Blog Lotte: mijn man de verloskundige

De kinderen liggen net op bed en mij man en ik kijken samen nog een filmpje op de bank als mijn telefoon gaat. Het is Aron de partner van Jessica, de weeën zij 3 uur geleden begonnen, nu om de 2-3 minuten en de vliezen zijn zojuist gebroken. Mooi helder water zegt hij maar ze heeft nu wel wat drukgevoel, dus hij vond het nu wel tijd om mij te bellen. In mijn hoofd gaat het snel “tweede kindje weeën kort op elkaar, gebroken vliezen en drukgevoel, dat wordt haasten!”

Ik geef Aron de instructie om aan Jessica te vragen niet mee te persen, en te gaan liggen op bed. De voordeur mag alvast een stukje open zodat ik makkelijk door kan lopen.

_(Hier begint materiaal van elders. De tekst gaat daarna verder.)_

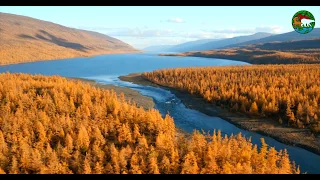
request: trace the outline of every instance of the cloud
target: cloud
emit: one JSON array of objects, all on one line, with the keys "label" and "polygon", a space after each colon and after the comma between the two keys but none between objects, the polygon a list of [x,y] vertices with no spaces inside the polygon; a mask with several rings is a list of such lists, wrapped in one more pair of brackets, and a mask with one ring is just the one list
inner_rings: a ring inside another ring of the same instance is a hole
[{"label": "cloud", "polygon": [[203,25],[203,26],[208,26],[208,25],[209,25],[209,23],[208,23],[208,22],[206,22],[206,21],[201,21],[201,25]]},{"label": "cloud", "polygon": [[79,27],[79,29],[86,29],[97,31],[117,39],[123,40],[134,47],[144,48],[151,45],[167,44],[174,45],[186,41],[193,41],[198,39],[222,39],[233,38],[236,36],[251,35],[257,32],[269,33],[283,33],[283,27],[278,25],[259,26],[255,28],[225,28],[225,29],[198,29],[191,32],[178,31],[173,29],[152,29],[148,26],[141,26],[136,28],[129,27]]},{"label": "cloud", "polygon": [[109,27],[79,27],[90,31],[97,31],[109,36],[129,36],[129,37],[173,37],[177,33],[171,29],[149,29],[148,26],[140,28],[109,28]]},{"label": "cloud", "polygon": [[204,30],[213,33],[233,33],[233,34],[253,34],[257,32],[268,32],[268,33],[281,33],[283,26],[271,25],[271,26],[260,26],[251,29],[237,29],[237,28],[228,28],[228,29],[216,29],[216,30]]},{"label": "cloud", "polygon": [[239,34],[200,31],[200,32],[188,33],[187,35],[184,35],[184,37],[191,38],[191,39],[222,39],[222,38],[232,38],[235,36],[239,36]]},{"label": "cloud", "polygon": [[254,33],[254,29],[236,29],[236,28],[230,28],[230,29],[220,29],[220,30],[212,30],[213,33],[235,33],[235,34],[246,34],[246,33]]},{"label": "cloud", "polygon": [[270,32],[270,33],[281,33],[283,26],[260,26],[255,29],[256,32]]},{"label": "cloud", "polygon": [[238,28],[227,28],[227,29],[201,29],[197,32],[192,33],[178,33],[181,36],[194,39],[220,39],[220,38],[233,38],[236,36],[251,35],[258,32],[267,33],[283,33],[283,26],[271,25],[271,26],[259,26],[256,28],[238,29]]},{"label": "cloud", "polygon": [[142,28],[126,28],[109,32],[110,36],[130,36],[130,37],[173,37],[177,34],[171,29],[142,29]]},{"label": "cloud", "polygon": [[187,33],[184,36],[187,38],[194,38],[194,39],[210,39],[214,37],[214,33],[212,32],[193,32],[193,33]]},{"label": "cloud", "polygon": [[188,39],[182,38],[182,37],[160,37],[160,38],[149,37],[149,38],[139,39],[138,41],[136,37],[126,36],[126,37],[117,37],[117,38],[138,49],[143,49],[143,48],[154,46],[154,45],[176,45],[176,44],[181,44],[188,41]]},{"label": "cloud", "polygon": [[185,21],[181,18],[171,18],[171,19],[168,19],[167,22],[171,22],[171,23],[184,23]]},{"label": "cloud", "polygon": [[136,28],[109,28],[109,27],[81,27],[81,29],[98,31],[109,36],[117,37],[181,37],[191,39],[216,39],[216,38],[231,38],[235,36],[250,35],[257,32],[281,33],[282,26],[270,25],[259,26],[256,28],[226,28],[226,29],[199,29],[193,32],[175,31],[172,29],[150,29],[147,26]]}]

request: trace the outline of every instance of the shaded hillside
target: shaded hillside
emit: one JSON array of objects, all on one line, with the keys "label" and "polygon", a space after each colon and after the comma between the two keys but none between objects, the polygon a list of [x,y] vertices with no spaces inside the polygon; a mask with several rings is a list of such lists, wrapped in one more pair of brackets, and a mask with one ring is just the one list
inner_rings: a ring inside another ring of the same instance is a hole
[{"label": "shaded hillside", "polygon": [[190,49],[194,49],[201,44],[205,44],[208,42],[218,41],[220,39],[200,39],[196,41],[188,41],[178,45],[159,45],[159,46],[149,46],[147,48],[142,49],[147,52],[186,52]]},{"label": "shaded hillside", "polygon": [[188,137],[169,115],[81,82],[5,73],[0,92],[1,174],[300,173],[263,139]]},{"label": "shaded hillside", "polygon": [[256,39],[252,41],[247,41],[243,43],[238,43],[234,45],[228,45],[224,48],[230,48],[230,47],[239,47],[239,46],[245,46],[249,44],[258,44],[258,43],[270,43],[275,41],[297,41],[297,40],[307,40],[307,39],[314,39],[314,38],[320,38],[320,28],[314,28],[310,33],[308,34],[299,34],[296,31],[284,33],[284,34],[278,34],[273,35],[261,39]]},{"label": "shaded hillside", "polygon": [[173,52],[212,50],[212,49],[222,48],[224,46],[228,46],[231,44],[238,44],[238,43],[242,43],[242,42],[246,42],[246,41],[250,41],[250,40],[254,40],[254,39],[264,38],[264,37],[267,37],[270,35],[272,35],[272,34],[260,32],[260,33],[256,33],[256,34],[249,35],[249,36],[237,36],[234,38],[227,38],[227,39],[222,39],[222,40],[210,41],[210,42],[199,44],[196,46],[191,46],[190,48],[183,48],[180,50],[178,49]]},{"label": "shaded hillside", "polygon": [[174,45],[149,46],[149,47],[146,47],[146,48],[144,48],[142,50],[146,51],[146,52],[165,52],[165,51],[167,51],[169,48],[171,48],[173,46]]},{"label": "shaded hillside", "polygon": [[302,50],[302,49],[317,49],[320,48],[320,36],[317,39],[300,40],[300,41],[285,41],[285,42],[272,42],[264,44],[248,45],[265,50]]},{"label": "shaded hillside", "polygon": [[0,65],[133,52],[138,51],[104,34],[0,13]]},{"label": "shaded hillside", "polygon": [[196,56],[244,61],[251,64],[320,63],[320,39],[248,45],[211,51],[163,54],[163,56]]}]

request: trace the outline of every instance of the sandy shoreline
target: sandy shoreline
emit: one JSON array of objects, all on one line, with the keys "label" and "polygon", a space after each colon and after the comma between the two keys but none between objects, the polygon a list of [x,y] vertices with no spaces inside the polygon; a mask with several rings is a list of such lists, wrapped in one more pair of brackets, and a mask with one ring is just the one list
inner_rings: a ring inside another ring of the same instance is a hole
[{"label": "sandy shoreline", "polygon": [[209,116],[220,117],[241,129],[257,132],[259,134],[272,137],[279,142],[301,147],[320,155],[320,138],[310,136],[311,133],[308,130],[281,126],[276,120],[254,118],[242,113],[233,113],[226,109],[213,106],[212,104],[205,102],[201,97],[190,95],[186,92],[180,92],[173,88],[154,84],[142,78],[140,75],[141,74],[138,73],[130,74],[127,76],[120,76],[119,79],[133,82],[135,84],[161,87],[163,89],[170,90],[182,101],[186,107],[190,109],[198,110]]}]

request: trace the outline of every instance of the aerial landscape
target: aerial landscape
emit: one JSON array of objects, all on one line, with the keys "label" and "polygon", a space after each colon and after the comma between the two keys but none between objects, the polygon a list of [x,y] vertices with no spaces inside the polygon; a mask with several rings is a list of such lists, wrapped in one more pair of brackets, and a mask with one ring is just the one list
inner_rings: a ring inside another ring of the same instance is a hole
[{"label": "aerial landscape", "polygon": [[320,174],[318,19],[0,6],[0,174]]}]

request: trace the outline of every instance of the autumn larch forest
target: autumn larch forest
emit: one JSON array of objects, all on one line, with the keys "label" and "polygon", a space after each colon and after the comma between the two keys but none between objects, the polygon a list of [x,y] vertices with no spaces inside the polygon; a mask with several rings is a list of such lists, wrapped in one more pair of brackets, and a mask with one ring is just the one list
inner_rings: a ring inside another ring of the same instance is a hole
[{"label": "autumn larch forest", "polygon": [[317,64],[177,68],[146,72],[143,77],[233,112],[320,133]]},{"label": "autumn larch forest", "polygon": [[[288,110],[284,123],[307,125],[307,117],[309,123],[317,122],[318,111],[313,109],[313,114],[307,111],[299,116],[295,107],[314,108],[319,89],[310,83],[317,82],[319,70],[312,66],[283,69],[176,69],[145,76],[157,83],[204,94],[208,100],[220,100],[217,102],[224,106],[237,104],[239,108],[235,110],[272,114],[288,106],[290,113]],[[279,78],[272,76],[275,74]],[[284,77],[291,79],[290,83]],[[237,82],[231,85],[231,81]],[[300,83],[298,87],[296,83]],[[285,92],[285,86],[293,89]],[[313,98],[307,101],[305,96]],[[286,150],[276,151],[264,139],[261,142],[262,147],[258,148],[249,137],[222,136],[218,130],[212,134],[194,131],[187,137],[176,131],[169,115],[163,118],[157,110],[144,110],[126,101],[123,94],[117,96],[114,91],[80,81],[59,76],[0,75],[1,173],[300,173]]]}]

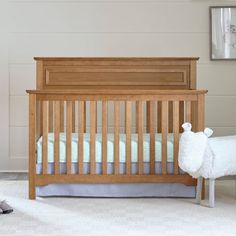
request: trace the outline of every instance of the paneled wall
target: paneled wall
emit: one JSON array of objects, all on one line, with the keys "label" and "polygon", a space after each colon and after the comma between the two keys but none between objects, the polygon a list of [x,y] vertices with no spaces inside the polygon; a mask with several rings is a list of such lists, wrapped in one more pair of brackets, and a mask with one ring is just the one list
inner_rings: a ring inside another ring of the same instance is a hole
[{"label": "paneled wall", "polygon": [[8,1],[0,21],[8,38],[0,58],[0,170],[27,169],[25,89],[35,87],[34,56],[199,56],[206,123],[217,135],[236,133],[236,62],[209,61],[209,6],[227,4],[235,0]]}]

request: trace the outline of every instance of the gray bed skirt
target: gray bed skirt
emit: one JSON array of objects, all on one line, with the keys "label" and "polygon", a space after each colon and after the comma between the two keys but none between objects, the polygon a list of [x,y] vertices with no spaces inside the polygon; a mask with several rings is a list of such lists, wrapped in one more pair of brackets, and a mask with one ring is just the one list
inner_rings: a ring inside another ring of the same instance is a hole
[{"label": "gray bed skirt", "polygon": [[36,187],[37,196],[71,197],[188,197],[196,188],[183,184],[49,184]]},{"label": "gray bed skirt", "polygon": [[[72,164],[72,173],[76,174],[77,163]],[[132,163],[132,174],[137,173],[137,163]],[[84,163],[84,174],[88,174],[90,165]],[[155,163],[155,172],[161,173],[161,162]],[[144,174],[150,171],[150,163],[144,163]],[[173,163],[167,163],[168,173],[173,173]],[[37,174],[42,173],[42,165],[37,164]],[[96,173],[101,174],[101,163],[96,163]],[[48,164],[48,174],[54,173],[54,164]],[[60,163],[60,173],[66,173],[66,164]],[[108,163],[108,174],[113,173],[113,163]],[[120,163],[120,174],[125,173],[125,163]],[[183,173],[183,172],[182,172]],[[196,195],[195,186],[179,183],[135,183],[135,184],[49,184],[36,187],[37,196],[71,196],[71,197],[188,197]]]}]

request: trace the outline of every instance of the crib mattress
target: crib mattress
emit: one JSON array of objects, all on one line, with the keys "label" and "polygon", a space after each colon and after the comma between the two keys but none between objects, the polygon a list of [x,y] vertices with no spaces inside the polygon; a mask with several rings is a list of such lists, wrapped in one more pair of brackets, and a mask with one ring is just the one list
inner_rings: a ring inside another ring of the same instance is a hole
[{"label": "crib mattress", "polygon": [[[161,161],[161,134],[155,134],[155,161]],[[84,157],[83,161],[90,162],[90,134],[84,134]],[[72,162],[78,162],[78,134],[72,134]],[[120,134],[119,141],[119,161],[125,163],[126,161],[126,135]],[[96,162],[102,162],[102,135],[96,134],[95,142]],[[138,160],[138,135],[131,135],[131,161],[133,163]],[[150,162],[150,135],[143,134],[143,161]],[[173,162],[173,134],[167,136],[167,161]],[[48,134],[48,162],[54,162],[54,134]],[[66,134],[60,133],[60,162],[66,162]],[[114,162],[114,135],[107,134],[107,162]],[[37,163],[42,163],[42,137],[37,142]]]}]

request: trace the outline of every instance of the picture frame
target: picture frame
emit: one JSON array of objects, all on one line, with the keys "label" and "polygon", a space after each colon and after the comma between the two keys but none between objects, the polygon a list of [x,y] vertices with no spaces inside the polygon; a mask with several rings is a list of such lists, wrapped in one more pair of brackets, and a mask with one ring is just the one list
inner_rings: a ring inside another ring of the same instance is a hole
[{"label": "picture frame", "polygon": [[210,7],[210,59],[236,60],[236,6]]}]

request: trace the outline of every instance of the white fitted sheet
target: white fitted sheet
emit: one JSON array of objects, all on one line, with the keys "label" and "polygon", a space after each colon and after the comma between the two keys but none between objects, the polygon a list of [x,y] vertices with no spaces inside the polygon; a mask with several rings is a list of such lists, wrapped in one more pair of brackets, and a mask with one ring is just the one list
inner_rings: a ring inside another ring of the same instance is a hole
[{"label": "white fitted sheet", "polygon": [[[155,161],[161,161],[161,134],[155,134]],[[125,140],[126,135],[120,134],[119,160],[125,163]],[[150,161],[150,135],[143,134],[143,161]],[[102,135],[96,134],[96,162],[102,162]],[[138,159],[138,135],[131,135],[131,161],[137,162]],[[90,162],[90,134],[84,134],[84,158],[83,161]],[[78,134],[72,134],[72,162],[78,161]],[[107,134],[107,161],[114,162],[114,134]],[[173,162],[173,134],[167,136],[167,161]],[[48,134],[48,162],[54,162],[54,134]],[[60,133],[60,162],[66,162],[66,134]],[[37,142],[37,163],[42,163],[42,137]]]}]

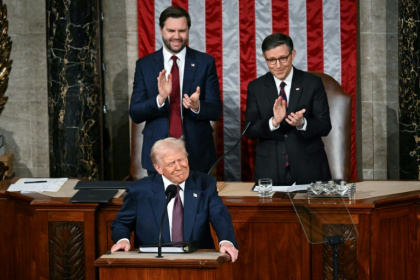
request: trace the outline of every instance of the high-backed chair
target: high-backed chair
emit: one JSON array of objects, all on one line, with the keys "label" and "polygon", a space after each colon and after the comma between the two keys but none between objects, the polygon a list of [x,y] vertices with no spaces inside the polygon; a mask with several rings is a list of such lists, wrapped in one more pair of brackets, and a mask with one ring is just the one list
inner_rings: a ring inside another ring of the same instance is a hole
[{"label": "high-backed chair", "polygon": [[331,76],[320,72],[310,73],[321,77],[330,106],[332,129],[322,140],[332,179],[347,181],[351,175],[351,96]]},{"label": "high-backed chair", "polygon": [[138,180],[147,176],[147,172],[141,167],[141,149],[143,146],[144,124],[131,122],[131,151],[130,151],[130,180]]}]

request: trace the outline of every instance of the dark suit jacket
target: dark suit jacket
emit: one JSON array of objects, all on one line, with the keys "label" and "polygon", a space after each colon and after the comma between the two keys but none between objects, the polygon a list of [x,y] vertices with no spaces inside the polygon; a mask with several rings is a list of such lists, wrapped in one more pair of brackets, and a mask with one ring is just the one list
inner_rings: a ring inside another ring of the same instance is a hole
[{"label": "dark suit jacket", "polygon": [[[112,240],[130,239],[135,231],[134,247],[157,244],[160,221],[165,211],[165,188],[160,174],[130,184],[124,203],[112,222]],[[190,171],[184,190],[184,241],[198,241],[199,249],[213,249],[210,224],[219,241],[229,240],[235,247],[232,217],[216,189],[216,179]],[[165,215],[162,242],[170,242],[169,220]]]},{"label": "dark suit jacket", "polygon": [[[169,103],[158,108],[157,77],[164,69],[162,49],[139,59],[136,63],[130,116],[135,123],[145,123],[143,129],[142,166],[155,171],[150,159],[153,144],[169,135]],[[183,94],[191,96],[200,86],[200,112],[183,108],[183,135],[191,169],[207,171],[216,161],[213,128],[222,113],[219,79],[214,58],[187,47]]]},{"label": "dark suit jacket", "polygon": [[292,179],[310,183],[331,179],[322,136],[331,130],[327,94],[321,78],[294,68],[288,112],[306,109],[305,132],[290,126],[285,120],[280,128],[271,131],[269,119],[278,90],[273,75],[268,72],[248,85],[245,123],[251,122],[247,137],[258,139],[254,179],[268,177],[273,183],[285,172],[286,152]]}]

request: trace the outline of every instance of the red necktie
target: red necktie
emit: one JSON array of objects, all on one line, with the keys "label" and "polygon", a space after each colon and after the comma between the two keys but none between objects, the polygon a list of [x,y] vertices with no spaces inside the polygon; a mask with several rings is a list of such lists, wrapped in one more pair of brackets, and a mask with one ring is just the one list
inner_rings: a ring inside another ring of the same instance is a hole
[{"label": "red necktie", "polygon": [[[286,116],[287,116],[287,96],[286,92],[284,91],[284,87],[286,86],[285,82],[281,82],[280,84],[280,96],[286,101]],[[289,166],[289,156],[286,153],[286,167]]]},{"label": "red necktie", "polygon": [[176,64],[177,57],[172,56],[174,61],[171,69],[172,74],[172,92],[170,95],[170,111],[169,111],[169,136],[180,138],[182,136],[181,121],[181,100],[179,86],[179,69]]},{"label": "red necktie", "polygon": [[179,196],[180,186],[177,187],[174,209],[172,212],[172,242],[184,241],[184,207]]}]

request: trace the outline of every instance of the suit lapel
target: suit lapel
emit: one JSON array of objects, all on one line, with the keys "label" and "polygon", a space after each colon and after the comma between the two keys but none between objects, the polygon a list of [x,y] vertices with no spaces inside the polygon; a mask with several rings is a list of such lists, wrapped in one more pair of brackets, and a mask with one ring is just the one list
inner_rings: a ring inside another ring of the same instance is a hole
[{"label": "suit lapel", "polygon": [[[152,186],[153,196],[150,198],[150,203],[152,205],[153,214],[155,216],[156,225],[160,227],[160,220],[165,211],[166,197],[165,197],[165,187],[163,185],[162,175],[156,175],[153,181]],[[168,214],[165,215],[163,222],[162,230],[162,240],[170,242],[171,237],[169,235],[169,220]]]},{"label": "suit lapel", "polygon": [[264,85],[266,87],[265,91],[267,93],[265,96],[267,98],[268,104],[270,104],[272,108],[275,100],[279,97],[279,92],[276,88],[276,82],[274,81],[274,77],[271,72],[265,74]]},{"label": "suit lapel", "polygon": [[184,190],[184,240],[190,240],[200,195],[201,190],[198,189],[191,176],[189,176],[185,182]]},{"label": "suit lapel", "polygon": [[302,95],[302,89],[302,73],[296,68],[293,68],[293,80],[290,87],[290,96],[288,100],[288,112],[296,112],[299,99]]},{"label": "suit lapel", "polygon": [[187,47],[185,54],[185,66],[184,66],[184,81],[182,84],[182,95],[185,93],[191,96],[195,92],[195,89],[191,89],[191,85],[194,81],[195,72],[197,70],[197,61],[193,51]]}]

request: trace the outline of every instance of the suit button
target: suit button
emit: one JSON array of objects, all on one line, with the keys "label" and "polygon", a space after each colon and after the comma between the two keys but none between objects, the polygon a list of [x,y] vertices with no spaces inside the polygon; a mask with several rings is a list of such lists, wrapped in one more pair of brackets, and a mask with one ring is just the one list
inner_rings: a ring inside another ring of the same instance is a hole
[{"label": "suit button", "polygon": [[289,137],[289,135],[287,135],[287,134],[286,134],[286,135],[284,135],[284,138],[288,138],[288,137]]}]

Zodra ik ophang komt mijn man, met mijn jas en autosleutel al in de hand, uit de gang rennen. Hij zegt;  “Opschieten Lotte! Als de vliezen zijn gebroken gaat die baby zo komen, je moet echt vliegen!”  De adrenaline spat ervan af, hij rent naar de voordeur, schuift mijn bevalkoffer in de auto geeft mij nog net geen duwtje de auto in.

Als ik over de weg race (2 keer door rood en iets te hard) lach ik van binnen om zijn goedbedoelde hulp. Ik voel die adrenaline ook maar heb mezelf aangeleerd om altijd de rust en het overzicht te bewaren. Ik bel alvast de kraamzorg zodat ook zij kan gaan rijden.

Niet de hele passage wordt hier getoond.